Scene Not Herd also boasts some strong British work. Perhaps the best director working in the medium today is London-based Dougal Wilson, who's created memorable clips for Benny Benassi, The Streets, LCD Soundsystem and most recently, Bat For Lashes. His vid for Jarvis Cocker's "Don't Let Him Waste Your Time" brilliantly casts the gangly Brit-pop icon as a chatty London cabbie who's too busy giving advice to a jilted female passenger to notice that he's mowing down every pedestrian in sight.

Sarah Chatfield's "Alfie" for Lily Allen taps into the singer's larger-than-life media personae. Allen's rant about her useless little brother — played here by a badass puppet — is set in a colourful cartoon kitchen that mixes kids show production values with drug references and decidedly adult hand-gestures.
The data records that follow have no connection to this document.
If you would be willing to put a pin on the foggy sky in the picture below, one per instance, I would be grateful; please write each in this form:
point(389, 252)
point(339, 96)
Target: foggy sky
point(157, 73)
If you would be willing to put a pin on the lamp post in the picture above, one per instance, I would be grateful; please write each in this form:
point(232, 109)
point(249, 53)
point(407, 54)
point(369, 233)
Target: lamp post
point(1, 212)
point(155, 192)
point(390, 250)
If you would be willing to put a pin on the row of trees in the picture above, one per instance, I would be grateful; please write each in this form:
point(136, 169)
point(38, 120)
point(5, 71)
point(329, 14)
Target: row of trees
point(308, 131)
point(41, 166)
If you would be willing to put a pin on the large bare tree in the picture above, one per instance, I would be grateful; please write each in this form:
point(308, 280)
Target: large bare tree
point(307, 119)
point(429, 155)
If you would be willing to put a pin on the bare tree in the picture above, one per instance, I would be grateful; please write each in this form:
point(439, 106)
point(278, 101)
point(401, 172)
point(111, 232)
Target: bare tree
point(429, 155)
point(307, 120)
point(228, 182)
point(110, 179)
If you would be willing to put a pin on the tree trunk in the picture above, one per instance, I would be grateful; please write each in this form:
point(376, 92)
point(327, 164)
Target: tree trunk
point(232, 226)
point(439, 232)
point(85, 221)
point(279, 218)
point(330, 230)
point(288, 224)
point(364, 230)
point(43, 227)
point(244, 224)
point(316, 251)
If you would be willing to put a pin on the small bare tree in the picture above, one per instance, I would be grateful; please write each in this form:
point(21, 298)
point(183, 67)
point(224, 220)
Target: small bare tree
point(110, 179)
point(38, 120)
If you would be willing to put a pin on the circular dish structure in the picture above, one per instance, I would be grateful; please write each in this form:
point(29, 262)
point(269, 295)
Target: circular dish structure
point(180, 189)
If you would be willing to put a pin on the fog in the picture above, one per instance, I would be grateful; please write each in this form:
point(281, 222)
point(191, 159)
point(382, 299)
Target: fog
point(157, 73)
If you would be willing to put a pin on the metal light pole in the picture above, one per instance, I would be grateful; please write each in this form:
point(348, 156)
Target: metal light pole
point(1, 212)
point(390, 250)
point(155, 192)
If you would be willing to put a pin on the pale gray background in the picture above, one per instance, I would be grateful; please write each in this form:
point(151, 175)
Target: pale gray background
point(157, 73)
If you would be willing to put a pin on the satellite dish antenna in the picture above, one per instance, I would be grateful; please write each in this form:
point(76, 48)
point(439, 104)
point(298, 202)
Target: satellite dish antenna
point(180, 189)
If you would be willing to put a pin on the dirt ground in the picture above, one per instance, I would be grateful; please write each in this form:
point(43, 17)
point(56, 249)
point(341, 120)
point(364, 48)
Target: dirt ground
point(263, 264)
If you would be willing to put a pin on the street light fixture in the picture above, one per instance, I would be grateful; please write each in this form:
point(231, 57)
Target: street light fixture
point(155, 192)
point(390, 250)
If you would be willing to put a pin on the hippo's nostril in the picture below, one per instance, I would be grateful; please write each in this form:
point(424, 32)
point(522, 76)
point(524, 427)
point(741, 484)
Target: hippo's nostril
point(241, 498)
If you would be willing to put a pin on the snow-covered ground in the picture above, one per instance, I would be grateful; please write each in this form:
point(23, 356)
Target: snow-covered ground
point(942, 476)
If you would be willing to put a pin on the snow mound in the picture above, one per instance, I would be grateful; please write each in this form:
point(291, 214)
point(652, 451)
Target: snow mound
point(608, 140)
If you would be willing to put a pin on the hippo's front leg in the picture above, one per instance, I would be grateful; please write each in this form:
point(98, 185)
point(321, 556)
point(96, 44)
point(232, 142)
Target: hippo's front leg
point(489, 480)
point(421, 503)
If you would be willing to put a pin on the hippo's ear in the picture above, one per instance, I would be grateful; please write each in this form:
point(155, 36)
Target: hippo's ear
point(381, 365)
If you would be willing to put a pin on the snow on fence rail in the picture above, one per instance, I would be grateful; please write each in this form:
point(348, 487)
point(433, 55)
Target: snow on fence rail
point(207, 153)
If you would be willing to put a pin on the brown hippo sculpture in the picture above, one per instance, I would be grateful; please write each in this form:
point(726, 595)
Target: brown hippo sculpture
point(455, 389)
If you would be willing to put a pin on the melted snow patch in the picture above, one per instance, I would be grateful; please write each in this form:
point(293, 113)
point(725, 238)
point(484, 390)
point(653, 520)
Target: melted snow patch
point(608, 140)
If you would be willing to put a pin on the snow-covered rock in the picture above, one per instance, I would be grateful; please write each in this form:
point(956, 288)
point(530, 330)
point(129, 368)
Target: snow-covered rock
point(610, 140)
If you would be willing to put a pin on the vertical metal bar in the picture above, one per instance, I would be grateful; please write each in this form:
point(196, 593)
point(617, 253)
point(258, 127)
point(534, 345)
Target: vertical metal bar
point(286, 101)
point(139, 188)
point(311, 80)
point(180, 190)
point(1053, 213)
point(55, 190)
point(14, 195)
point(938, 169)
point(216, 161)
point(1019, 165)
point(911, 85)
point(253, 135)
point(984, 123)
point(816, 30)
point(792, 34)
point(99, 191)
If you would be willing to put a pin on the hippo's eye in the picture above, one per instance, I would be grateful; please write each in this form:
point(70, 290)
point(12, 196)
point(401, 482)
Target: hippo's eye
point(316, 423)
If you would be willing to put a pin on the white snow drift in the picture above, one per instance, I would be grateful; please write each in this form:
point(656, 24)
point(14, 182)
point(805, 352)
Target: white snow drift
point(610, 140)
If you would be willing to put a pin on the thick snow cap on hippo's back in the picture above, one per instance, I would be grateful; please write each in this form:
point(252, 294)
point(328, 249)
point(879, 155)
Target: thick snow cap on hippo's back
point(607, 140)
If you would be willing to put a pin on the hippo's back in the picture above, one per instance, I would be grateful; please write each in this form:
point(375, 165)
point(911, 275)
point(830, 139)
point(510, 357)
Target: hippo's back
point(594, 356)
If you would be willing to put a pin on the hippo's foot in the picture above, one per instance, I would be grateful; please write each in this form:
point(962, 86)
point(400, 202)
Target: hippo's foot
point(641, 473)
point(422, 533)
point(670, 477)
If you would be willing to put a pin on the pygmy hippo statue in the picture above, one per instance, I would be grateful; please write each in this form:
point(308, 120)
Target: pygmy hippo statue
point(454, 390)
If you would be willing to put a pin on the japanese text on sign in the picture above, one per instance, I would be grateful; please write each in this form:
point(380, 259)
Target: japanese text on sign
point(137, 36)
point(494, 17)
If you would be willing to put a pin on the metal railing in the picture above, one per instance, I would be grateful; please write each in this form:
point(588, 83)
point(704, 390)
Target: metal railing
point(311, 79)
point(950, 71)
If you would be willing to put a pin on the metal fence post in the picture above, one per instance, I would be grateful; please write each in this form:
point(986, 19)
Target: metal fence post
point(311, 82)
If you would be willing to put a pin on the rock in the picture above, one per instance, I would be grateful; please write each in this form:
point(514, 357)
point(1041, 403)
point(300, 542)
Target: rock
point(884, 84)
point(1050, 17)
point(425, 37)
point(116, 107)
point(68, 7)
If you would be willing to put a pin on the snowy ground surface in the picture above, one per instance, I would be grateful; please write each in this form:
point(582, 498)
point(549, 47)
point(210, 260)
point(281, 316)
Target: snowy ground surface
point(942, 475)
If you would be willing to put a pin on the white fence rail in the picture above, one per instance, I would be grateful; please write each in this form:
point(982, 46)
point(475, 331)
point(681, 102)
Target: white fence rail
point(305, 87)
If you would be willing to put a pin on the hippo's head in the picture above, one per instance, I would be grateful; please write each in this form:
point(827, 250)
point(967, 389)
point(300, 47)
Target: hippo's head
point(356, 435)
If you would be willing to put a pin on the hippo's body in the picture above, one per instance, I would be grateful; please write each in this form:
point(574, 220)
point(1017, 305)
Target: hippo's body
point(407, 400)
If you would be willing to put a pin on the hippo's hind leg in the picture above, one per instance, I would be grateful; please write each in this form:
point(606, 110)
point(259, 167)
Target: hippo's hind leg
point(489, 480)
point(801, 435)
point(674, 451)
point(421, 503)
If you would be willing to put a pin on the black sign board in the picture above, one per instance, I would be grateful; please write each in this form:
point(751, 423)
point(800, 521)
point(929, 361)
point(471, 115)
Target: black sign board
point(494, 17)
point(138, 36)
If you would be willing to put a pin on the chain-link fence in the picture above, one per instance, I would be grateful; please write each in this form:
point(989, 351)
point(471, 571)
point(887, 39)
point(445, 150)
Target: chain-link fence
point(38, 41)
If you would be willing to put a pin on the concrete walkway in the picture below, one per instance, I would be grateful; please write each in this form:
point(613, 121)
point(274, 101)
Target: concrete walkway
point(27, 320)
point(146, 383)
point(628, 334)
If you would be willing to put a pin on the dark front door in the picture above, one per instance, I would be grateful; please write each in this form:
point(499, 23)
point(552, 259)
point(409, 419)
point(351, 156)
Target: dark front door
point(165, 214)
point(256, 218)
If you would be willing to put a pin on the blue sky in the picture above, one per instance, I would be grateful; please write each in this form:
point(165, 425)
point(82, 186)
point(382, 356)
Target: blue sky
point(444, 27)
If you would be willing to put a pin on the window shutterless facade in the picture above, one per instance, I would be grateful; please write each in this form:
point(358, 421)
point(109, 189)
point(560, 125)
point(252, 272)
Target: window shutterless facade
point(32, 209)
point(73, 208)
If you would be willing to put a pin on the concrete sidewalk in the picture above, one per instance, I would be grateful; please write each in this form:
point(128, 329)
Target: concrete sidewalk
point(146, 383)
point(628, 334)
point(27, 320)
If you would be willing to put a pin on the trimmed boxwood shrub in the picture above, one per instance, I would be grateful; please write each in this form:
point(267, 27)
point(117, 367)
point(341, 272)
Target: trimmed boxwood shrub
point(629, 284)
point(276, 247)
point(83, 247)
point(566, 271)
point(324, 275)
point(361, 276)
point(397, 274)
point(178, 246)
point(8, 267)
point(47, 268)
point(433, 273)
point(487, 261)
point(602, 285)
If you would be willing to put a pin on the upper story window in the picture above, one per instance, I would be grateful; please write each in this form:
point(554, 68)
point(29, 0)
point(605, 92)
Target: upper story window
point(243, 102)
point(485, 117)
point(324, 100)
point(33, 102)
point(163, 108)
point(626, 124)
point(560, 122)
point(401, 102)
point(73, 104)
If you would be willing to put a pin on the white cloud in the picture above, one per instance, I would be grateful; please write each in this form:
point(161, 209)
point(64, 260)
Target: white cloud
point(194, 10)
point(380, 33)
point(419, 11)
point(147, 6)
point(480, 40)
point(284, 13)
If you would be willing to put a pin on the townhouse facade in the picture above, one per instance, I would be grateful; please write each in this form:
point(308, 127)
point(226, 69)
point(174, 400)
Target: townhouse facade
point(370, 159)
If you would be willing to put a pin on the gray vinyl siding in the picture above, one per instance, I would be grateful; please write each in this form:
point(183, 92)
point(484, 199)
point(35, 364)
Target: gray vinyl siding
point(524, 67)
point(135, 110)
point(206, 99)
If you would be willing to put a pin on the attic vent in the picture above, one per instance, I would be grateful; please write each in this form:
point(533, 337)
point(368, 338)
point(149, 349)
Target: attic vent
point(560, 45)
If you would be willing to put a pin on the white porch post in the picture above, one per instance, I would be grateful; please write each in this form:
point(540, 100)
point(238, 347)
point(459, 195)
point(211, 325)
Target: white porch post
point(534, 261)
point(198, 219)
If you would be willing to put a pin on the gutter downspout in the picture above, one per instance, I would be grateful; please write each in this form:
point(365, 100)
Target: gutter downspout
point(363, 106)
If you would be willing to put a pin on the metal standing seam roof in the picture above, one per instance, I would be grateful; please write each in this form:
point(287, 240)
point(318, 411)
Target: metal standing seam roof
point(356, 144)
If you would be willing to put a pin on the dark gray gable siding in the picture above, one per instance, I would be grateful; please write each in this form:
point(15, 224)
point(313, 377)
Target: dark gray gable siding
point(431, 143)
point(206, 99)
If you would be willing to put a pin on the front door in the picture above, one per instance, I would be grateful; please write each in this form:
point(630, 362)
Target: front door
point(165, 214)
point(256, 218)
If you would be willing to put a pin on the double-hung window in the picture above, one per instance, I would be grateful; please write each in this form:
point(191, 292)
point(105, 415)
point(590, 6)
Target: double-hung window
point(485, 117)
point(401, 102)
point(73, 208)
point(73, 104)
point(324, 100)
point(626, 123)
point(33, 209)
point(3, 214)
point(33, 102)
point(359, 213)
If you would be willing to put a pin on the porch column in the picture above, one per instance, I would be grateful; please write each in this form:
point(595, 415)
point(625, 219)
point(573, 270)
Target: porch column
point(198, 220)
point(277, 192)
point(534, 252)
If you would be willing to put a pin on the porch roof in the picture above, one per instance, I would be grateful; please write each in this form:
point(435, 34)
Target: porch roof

Rounding out the program are videos from Apostle Of Hustle, Constantines, TV On The Radio and the Scissor Sisters, among others.

If there's anything to be learned from these clips, it's that the medium still has the power to boost a band's cultural cache. But to do that, videos need to find an audience. Granted, Scene Not Herd isn't perfect and there isn't much new material here for those who spend their days surfing the web, but it's a good overview of recent talked-about clips for music fans who've lost touch with the medium.